This review of councillor support involved separate surveys of councillors and governance staff on the support councillors receive, and an audit of seven randomly-selected councils to assess legislative compliance and identify best practice in policies and procedures.
In July 2019, council governance staff at all 79 councils were sent a survey requesting information on the level of support provided to councillors for items such as information technology, travel costs, training and childcare (Appendix 1).
This included providing expenses data for the 2017/18 financial year, confirming the types of resources provided to councillors such as vehicles and office space, and providing data on technology including mobile phone plans. The Inspectorate received responses from governance staff at 76 councils.

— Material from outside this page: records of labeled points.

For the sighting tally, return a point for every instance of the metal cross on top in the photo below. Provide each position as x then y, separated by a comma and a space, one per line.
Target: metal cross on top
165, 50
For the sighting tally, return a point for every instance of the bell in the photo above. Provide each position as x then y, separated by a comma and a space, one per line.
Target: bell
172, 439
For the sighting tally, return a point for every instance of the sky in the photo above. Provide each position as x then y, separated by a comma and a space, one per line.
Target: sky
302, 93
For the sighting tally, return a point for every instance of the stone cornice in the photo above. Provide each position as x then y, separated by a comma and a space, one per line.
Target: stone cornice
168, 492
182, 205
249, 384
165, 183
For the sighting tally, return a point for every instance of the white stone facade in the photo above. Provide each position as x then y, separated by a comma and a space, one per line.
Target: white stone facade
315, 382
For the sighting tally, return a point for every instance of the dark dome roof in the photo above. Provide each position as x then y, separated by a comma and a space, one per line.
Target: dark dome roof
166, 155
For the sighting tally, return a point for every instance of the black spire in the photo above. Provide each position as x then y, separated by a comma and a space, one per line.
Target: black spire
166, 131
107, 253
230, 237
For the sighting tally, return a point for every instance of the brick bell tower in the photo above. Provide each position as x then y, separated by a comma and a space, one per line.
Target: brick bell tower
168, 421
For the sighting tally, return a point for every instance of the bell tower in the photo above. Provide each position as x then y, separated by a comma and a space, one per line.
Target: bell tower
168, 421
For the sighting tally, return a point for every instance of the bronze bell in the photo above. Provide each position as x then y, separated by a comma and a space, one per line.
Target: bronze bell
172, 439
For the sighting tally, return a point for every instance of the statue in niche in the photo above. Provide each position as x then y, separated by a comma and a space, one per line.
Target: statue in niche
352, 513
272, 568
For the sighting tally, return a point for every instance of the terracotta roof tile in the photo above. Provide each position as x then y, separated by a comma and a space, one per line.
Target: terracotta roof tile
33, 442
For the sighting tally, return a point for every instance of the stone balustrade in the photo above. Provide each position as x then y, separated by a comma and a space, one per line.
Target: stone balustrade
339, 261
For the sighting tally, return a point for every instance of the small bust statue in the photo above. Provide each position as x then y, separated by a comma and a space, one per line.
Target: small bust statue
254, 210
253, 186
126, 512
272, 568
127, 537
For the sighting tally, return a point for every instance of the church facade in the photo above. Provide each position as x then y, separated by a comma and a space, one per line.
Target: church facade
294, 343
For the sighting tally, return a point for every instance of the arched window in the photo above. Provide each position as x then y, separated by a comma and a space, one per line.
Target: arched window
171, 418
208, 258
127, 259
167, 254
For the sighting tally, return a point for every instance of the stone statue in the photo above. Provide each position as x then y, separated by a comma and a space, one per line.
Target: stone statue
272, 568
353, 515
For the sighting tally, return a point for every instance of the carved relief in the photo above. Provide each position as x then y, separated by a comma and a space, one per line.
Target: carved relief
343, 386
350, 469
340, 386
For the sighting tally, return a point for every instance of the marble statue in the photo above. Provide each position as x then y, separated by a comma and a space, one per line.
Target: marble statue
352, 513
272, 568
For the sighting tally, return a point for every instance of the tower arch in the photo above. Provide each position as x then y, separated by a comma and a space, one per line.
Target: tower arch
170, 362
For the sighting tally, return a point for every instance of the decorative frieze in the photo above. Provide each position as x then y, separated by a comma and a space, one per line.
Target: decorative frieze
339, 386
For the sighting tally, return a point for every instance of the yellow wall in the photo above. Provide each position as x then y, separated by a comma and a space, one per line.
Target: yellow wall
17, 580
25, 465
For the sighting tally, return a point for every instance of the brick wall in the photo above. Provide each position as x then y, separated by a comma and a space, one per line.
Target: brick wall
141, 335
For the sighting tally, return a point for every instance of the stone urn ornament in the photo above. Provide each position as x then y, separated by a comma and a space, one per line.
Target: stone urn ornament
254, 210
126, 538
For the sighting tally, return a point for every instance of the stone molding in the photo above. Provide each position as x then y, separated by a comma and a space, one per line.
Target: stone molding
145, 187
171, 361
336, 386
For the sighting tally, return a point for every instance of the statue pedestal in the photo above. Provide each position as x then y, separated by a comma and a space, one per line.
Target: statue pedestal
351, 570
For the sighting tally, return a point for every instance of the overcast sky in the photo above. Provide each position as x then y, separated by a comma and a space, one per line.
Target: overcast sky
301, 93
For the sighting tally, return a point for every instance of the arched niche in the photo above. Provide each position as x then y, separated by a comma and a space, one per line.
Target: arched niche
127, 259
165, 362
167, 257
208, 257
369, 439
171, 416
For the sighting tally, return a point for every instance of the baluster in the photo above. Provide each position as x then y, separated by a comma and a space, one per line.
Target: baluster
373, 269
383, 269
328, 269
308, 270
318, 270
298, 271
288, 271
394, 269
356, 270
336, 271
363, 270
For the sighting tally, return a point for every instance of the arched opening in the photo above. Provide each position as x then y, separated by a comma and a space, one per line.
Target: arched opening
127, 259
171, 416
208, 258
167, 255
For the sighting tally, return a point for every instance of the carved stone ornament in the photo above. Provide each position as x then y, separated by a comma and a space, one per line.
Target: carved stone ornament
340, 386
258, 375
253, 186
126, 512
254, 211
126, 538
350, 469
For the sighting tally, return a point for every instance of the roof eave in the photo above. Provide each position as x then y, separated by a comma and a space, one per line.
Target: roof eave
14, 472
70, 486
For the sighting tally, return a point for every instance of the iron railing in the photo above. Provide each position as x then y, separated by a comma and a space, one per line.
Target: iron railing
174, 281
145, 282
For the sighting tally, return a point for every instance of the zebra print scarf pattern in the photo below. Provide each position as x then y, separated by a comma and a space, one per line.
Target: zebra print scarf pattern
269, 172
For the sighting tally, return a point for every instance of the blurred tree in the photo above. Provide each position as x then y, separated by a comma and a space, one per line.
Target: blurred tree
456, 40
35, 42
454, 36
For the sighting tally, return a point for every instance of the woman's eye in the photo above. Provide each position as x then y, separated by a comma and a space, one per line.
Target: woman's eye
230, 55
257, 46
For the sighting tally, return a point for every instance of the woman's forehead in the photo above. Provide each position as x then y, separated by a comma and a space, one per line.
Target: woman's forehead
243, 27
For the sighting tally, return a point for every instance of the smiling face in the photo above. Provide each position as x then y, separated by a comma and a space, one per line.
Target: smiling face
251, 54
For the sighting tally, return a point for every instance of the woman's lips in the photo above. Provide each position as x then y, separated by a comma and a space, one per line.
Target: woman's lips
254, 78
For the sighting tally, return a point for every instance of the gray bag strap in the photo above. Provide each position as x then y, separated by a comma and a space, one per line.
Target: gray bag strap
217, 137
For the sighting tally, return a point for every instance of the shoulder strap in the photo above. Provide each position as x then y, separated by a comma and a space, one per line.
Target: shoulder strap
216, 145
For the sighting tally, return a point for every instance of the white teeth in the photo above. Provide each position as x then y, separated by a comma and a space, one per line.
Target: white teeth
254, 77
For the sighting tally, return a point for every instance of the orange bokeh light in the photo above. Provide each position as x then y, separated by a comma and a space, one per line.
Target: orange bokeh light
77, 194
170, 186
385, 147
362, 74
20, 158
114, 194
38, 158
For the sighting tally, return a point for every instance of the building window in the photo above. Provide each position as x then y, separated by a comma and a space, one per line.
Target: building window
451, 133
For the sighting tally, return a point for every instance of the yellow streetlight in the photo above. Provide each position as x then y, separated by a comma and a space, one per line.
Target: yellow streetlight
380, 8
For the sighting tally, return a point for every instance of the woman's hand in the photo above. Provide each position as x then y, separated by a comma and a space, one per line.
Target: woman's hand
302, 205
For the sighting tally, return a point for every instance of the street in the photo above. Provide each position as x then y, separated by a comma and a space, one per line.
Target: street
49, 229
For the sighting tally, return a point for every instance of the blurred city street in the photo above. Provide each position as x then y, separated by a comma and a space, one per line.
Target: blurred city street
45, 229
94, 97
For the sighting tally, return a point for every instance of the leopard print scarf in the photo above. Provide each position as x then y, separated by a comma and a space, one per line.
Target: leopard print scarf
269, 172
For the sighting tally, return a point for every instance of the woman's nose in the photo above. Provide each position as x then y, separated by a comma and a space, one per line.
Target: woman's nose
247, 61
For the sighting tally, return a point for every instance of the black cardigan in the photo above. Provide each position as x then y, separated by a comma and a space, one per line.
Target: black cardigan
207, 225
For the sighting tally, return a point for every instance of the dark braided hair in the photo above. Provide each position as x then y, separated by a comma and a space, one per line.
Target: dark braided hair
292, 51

The following month, all mayors and councillors were sent a survey seeking their opinions on matters of councillor allowances, resources and facilities, and expense reimbursement (Appendix 2). Responses were received from 187 councillors and 39 mayors, representing nearly 40% of those contacted.
Apart from requesting input on their allowance and level of support from council, the anonymous survey also gained some interesting insights into the councillor role with questions on the percentage of time spent on tasks such as reading meeting agendas and administrative work, time dedicated to the role and current employment status.
The survey results showed that councillors are largely content with the resources and facilities provided to them but there were comparatively greater levels of discontent with the allowance they receive. Many councillors and mayors have employment, business and/or family/carer responsibilities, which is reflected in the greatest reported challenge being balancing the role of councillor with work and family/home commitments.
The Inspectorate conducted a separate audit exercise at seven councils in late 2019 and early 2020 with a view to ascertaining whether:
- documented policies and procedures are being followed in practice
- significant deviation from policy and practice exists
- practices meet public expectations
- any significant risks exist
The exercise included an audit of up to six months’ worth of councillor expenses reimbursement documents together with discussions with council personnel involved in the councillor expenses processes.
The audit exercise revealed some deviations from policy in practice, such as claims being submitted outside stipulated periods and incorrect claims forms being used. Some risks such as a CEO’s corporate credit card being used for councillor expenses and claiming expenses by way of petty cash were also identified. Overall, significant deviation from policy and public expectation was not identified.
The outcomes of the audit exercises and these discussions were used to inform recommendations for an expenses policy and updated guidance on expense reimbursement procedures.